10. Na concepção de Antunes, esse novo paradigma em relação à concepção de inteligência, proposto
por Gardner, muda de forma significativa o conceito de escola e de aula. Nesse novo contexto, a
aprendizagem faz parte de um processo interativo de construção e reconstrução interior, no qual as
inteligências (potencial biopsicológico) são utilizadas como recurso essencial para ajudar o sujeito a
resolver problemas, adaptar‐se a novas situações, criar e aprender, sendo a possibilidade de
avanços decorrente da ideia de que os diferentes tipos de inteligências são educáveis e evoluem
progressivamente, desde que devidamente estimuladas. Difere da visão empirista de
aprendizagem, que considera que o professor transfere o conhecimento para o aluno.
CAPÍTULO 9
1. Na concepção de Melchior, a avaliação é entendida como parte do processo de ensino‐
aprendizagem, na qual o professor busca conhecer as competências dos alunos, em vez de
preocupar‐se somente com a aprendizagem dos conteúdos.
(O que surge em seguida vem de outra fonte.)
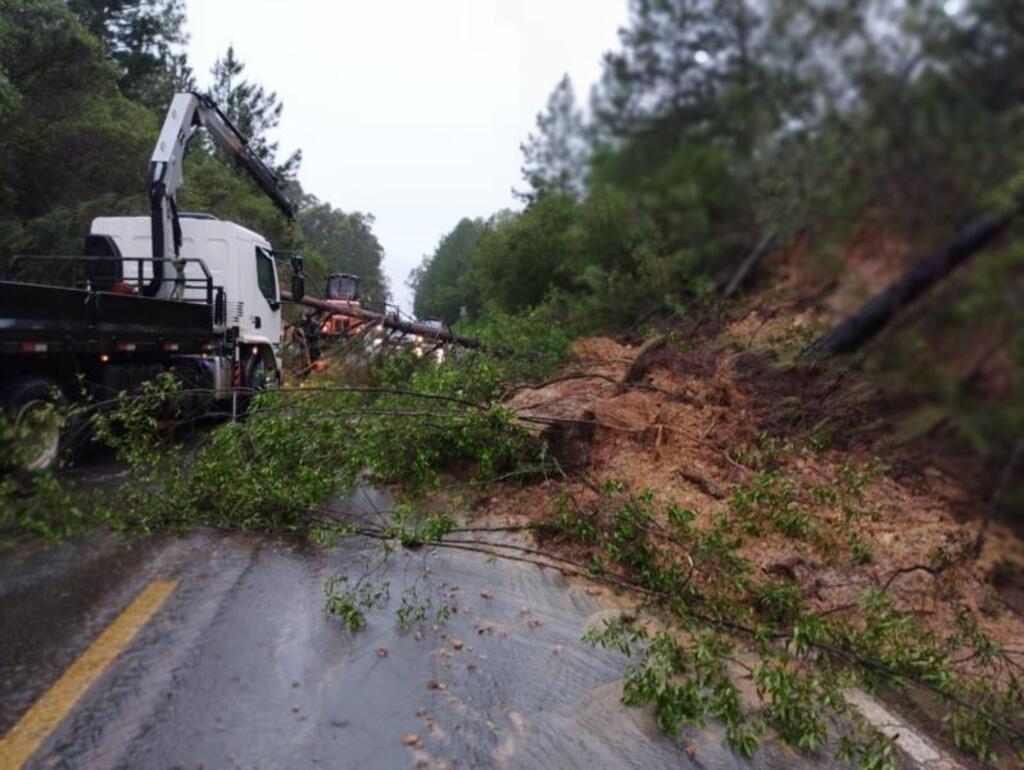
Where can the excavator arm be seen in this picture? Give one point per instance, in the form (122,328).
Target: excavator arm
(186,114)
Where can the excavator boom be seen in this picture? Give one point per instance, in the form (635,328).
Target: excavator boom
(186,113)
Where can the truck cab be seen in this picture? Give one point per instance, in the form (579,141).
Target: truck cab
(240,261)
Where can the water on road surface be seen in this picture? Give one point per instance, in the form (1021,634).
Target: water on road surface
(241,668)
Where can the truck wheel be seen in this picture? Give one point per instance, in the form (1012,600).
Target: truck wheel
(39,427)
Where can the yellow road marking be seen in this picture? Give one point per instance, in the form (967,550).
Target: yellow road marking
(25,737)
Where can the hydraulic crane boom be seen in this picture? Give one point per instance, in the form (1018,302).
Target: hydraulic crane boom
(186,114)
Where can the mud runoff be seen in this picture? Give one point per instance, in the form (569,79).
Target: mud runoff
(241,668)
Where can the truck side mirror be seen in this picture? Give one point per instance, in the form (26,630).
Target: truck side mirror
(298,277)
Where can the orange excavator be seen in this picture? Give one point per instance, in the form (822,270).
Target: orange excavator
(343,293)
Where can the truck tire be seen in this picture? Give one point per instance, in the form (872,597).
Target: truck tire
(30,401)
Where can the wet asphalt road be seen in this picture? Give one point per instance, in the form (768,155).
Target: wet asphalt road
(241,668)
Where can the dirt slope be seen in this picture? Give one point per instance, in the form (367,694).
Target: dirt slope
(697,427)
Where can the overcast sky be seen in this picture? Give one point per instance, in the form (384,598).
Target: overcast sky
(412,111)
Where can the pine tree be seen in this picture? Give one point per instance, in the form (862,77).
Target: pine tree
(252,109)
(142,38)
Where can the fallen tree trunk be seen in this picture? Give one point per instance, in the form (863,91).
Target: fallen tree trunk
(873,315)
(386,322)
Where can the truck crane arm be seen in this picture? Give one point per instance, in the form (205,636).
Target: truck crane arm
(186,114)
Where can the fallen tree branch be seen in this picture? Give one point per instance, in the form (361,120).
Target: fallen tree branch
(855,331)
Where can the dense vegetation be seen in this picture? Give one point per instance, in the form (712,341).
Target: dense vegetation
(84,86)
(719,122)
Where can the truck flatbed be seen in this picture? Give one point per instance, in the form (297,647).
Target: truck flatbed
(49,318)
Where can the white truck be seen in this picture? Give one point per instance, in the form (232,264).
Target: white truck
(167,292)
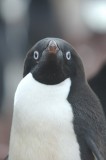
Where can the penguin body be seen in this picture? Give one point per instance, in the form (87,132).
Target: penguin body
(56,115)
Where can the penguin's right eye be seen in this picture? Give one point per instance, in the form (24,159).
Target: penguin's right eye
(36,55)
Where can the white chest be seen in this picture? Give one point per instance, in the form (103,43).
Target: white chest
(42,126)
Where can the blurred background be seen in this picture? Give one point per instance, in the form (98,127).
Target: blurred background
(23,22)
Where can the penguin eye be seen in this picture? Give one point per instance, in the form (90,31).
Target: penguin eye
(68,55)
(36,55)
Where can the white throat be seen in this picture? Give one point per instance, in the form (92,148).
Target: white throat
(42,125)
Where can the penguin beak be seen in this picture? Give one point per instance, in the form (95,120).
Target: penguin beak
(52,47)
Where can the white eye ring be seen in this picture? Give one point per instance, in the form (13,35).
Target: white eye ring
(36,55)
(68,55)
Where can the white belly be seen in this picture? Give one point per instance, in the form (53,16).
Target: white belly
(42,126)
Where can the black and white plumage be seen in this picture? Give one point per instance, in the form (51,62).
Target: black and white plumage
(56,114)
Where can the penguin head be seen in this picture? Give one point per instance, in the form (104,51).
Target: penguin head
(52,60)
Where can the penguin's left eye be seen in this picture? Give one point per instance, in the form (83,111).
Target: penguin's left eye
(68,55)
(36,55)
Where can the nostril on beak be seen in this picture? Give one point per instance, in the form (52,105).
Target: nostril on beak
(52,47)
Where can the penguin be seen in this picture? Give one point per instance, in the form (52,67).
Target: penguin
(56,114)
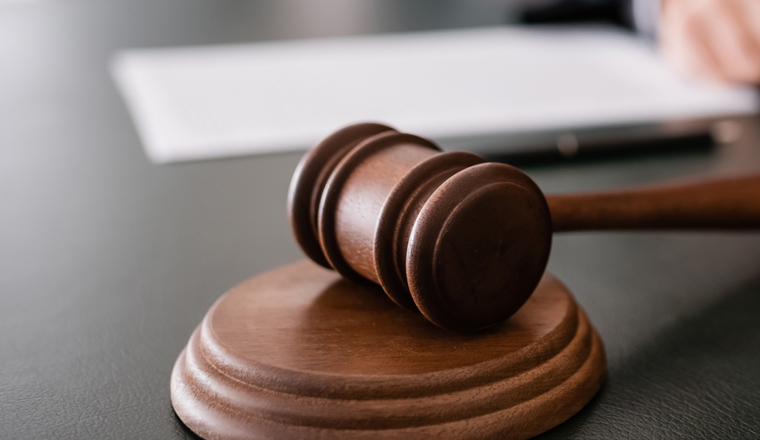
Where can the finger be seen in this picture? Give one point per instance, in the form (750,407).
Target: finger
(696,45)
(743,25)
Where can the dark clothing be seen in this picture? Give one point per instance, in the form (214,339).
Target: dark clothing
(568,11)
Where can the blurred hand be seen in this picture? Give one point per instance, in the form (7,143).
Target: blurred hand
(718,39)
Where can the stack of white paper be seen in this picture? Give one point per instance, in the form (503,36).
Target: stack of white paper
(192,103)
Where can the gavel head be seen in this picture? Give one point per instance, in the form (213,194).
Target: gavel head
(463,241)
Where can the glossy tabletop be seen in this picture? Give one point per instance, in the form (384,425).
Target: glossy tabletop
(108,262)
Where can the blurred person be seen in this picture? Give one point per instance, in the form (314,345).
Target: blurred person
(715,39)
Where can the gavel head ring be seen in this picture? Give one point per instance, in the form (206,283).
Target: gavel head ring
(462,240)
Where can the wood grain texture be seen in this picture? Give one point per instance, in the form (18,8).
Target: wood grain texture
(300,352)
(462,241)
(730,203)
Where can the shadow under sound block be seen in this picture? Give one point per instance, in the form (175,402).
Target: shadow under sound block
(300,352)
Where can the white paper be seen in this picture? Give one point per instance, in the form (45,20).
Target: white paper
(205,102)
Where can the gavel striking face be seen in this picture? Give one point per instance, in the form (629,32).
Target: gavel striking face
(462,240)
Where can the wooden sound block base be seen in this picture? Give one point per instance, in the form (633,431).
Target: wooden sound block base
(299,352)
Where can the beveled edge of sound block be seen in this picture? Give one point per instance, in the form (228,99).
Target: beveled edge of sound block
(298,352)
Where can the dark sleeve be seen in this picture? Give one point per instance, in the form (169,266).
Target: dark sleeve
(572,11)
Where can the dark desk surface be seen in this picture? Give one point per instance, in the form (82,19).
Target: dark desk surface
(108,262)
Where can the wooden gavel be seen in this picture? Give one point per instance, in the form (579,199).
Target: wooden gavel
(462,240)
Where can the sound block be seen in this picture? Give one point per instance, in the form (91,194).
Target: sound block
(300,352)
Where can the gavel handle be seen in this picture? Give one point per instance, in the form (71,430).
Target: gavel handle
(718,204)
2. Melchior diz que existem três modalidades de avaliação e destaca que o critério que as diferencia
uma da outra consiste basicamente no lugar que a avaliação ocupa na ação docente, ou seja,
dependendo da finalidade, do momento e do uso que o professor faz do resultado da avaliação
escolar, na relação ensinar e aprender, ela pode ser diagnóstica, formativa e cumulativa.
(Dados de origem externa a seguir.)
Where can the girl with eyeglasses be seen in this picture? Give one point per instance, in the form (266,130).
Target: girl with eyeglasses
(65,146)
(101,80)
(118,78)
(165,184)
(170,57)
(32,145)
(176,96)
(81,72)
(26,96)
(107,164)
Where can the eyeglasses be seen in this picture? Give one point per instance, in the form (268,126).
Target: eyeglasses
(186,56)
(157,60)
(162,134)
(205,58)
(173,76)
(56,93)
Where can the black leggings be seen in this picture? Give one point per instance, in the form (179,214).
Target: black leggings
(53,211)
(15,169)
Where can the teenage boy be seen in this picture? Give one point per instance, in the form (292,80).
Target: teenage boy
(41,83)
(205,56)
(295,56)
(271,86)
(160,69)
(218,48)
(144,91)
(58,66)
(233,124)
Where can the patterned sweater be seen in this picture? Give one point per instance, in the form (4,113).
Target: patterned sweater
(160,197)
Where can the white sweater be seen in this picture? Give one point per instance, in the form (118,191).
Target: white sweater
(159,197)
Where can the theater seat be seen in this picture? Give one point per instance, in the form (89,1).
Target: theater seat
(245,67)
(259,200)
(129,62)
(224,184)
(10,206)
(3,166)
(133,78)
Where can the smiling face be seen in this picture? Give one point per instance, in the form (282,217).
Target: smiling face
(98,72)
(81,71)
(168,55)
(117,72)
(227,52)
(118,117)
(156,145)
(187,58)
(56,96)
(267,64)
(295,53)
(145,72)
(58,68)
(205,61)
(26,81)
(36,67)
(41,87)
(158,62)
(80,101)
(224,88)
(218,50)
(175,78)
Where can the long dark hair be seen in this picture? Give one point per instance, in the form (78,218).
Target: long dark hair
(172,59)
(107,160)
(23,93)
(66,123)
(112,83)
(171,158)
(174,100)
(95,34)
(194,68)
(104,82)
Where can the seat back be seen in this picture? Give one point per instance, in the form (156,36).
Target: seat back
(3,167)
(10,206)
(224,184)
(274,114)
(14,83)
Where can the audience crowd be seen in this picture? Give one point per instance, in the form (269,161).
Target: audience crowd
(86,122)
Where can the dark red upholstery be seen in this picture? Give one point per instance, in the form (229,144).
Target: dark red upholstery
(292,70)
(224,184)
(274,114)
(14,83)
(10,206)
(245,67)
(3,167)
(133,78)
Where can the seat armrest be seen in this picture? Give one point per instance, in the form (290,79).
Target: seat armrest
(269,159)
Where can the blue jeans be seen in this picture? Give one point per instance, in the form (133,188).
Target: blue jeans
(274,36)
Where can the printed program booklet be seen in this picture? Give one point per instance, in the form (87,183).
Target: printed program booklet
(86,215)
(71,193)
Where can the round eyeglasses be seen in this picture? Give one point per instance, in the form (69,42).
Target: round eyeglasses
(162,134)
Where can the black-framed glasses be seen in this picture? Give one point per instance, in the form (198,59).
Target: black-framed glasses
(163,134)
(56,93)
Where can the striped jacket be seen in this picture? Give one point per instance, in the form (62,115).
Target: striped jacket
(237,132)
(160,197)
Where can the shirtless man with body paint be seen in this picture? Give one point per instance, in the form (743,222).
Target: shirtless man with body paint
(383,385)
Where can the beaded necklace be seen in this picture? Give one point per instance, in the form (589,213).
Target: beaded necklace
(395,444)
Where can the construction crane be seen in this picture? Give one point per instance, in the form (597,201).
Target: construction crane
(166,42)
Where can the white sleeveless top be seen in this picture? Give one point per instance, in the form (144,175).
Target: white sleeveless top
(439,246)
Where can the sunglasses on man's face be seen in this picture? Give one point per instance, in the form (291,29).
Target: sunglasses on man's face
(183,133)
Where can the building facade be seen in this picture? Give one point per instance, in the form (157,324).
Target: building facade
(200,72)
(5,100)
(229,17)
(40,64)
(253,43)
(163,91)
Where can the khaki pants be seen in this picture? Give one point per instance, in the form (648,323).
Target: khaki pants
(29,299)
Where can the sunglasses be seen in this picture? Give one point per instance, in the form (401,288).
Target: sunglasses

4. A avaliação formativa, segundo Melchior, é aquela que está inserida em um projeto educativo
específico para favorecer o desenvolvimento daquele que aprende. Está situada no centro da ação
de formação; por meio dela, o professor busca informações úteis à regulação dos processos de
ensino e de aprendizagem. Segundo a autora, o que se faz ou não com o resultado da avaliação é
que garante o caráter formativo ou não, uma vez que a avaliação só pode ser entendida como
formativa quando os dados coletados forem colocados a serviço de uma relação de ajuda.
112
5. A principal característica da avaliação cumulativa, segundo Melchior, é o fato de ser construída a
partir da realização de sínteses das avaliações realizadas nos diferentes momentos dos processos de
ensino‐aprendizagem. Ela não pode ser reduzida a uma mera aplicação de um teste, contendo todo
o conteúdo acumulado desde o início das atividades. Deve representar o momento atual, com base
nos resultados obtidos durante o desenvolvimento, relacionados ao diagnóstico inicial, feito no
início do processo.
7. No que tange aos pontos de divergência entre as três modalidades avaliativas, Melchior destaca o
momento em que a avaliação é feita, a finalidade e o uso que o avaliador faz de seus resultados.